Adding lightness to vehicles could reduce emissions by 40%
A new report has concluded that 40% of emissions could be cut by reducing vehicle mass.
The report, issued by International Transport Forum (ITF) researchers and funded by the Fédération Internationale de l’Automobile (FIA), found that average vehicle mass has increased by 40% compared to 1990 levels.
Additional vehicle mass consumes requires more energy to move than lighter vehicles and consequently produces greater emissions.
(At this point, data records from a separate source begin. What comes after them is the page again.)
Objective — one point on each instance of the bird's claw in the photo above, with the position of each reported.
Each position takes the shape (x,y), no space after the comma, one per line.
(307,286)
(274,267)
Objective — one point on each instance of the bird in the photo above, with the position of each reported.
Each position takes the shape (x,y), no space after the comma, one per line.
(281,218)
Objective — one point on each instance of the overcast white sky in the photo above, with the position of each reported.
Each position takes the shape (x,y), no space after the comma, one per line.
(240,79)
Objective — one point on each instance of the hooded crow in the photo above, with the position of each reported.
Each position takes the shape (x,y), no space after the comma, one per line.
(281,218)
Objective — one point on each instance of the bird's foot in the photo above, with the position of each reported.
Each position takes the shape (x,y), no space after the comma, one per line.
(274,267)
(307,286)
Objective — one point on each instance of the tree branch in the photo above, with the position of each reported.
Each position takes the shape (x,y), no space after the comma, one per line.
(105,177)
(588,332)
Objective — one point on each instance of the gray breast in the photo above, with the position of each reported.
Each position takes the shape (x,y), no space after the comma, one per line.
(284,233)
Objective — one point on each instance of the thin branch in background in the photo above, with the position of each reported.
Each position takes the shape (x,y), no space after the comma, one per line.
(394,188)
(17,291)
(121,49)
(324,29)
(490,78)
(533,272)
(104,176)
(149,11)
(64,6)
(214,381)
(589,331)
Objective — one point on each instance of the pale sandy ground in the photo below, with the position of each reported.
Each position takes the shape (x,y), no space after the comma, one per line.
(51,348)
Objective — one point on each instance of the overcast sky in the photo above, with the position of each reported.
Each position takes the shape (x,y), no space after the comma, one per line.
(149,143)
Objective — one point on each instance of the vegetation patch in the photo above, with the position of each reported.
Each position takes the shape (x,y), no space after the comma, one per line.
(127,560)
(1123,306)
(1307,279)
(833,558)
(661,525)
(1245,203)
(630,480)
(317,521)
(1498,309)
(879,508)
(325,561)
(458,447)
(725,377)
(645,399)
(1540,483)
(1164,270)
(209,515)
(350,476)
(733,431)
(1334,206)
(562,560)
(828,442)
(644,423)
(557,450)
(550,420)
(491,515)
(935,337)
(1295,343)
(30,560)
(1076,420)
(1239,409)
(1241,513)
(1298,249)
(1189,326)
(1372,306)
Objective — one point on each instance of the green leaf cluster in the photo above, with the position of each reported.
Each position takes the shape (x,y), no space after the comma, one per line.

A reduction in vehicle mass, therefore, would contribute greatly to achieving emission reduction goals, the report said.
Simply by reducing the average mass from c.1,400kg to c.1,000kg for passenger cars and from c.1,800kg to c.1,100kg for light commercial vehicles, emissions could be reduced by up to 40% – nearly twice the reduction of CO2 forecast without reducing vehicular mass.
The study also concluded that the advantages to a lighter car go far beyond that of emissions alone, offering drivers improved fuel economy and better handling.
However, in order for the European Union’s target of a 60% reduction in transport CO2 emissions by 2050, further changes will still be required as well as a reduction in weight. For example, reducing weight to the average in the mid-1970’s would approximately halve the gap.
The report’s main recommendations include:
- Consider the potential of vehicle mass reduction when designing climate policies.
- Do not rely on vehicle mass reductions alone to achieve the European Union’s target of a 60% reduction of transport CO2 emissions.
- Nudge consumers into buying lighter vehicles by emphasising their benefits.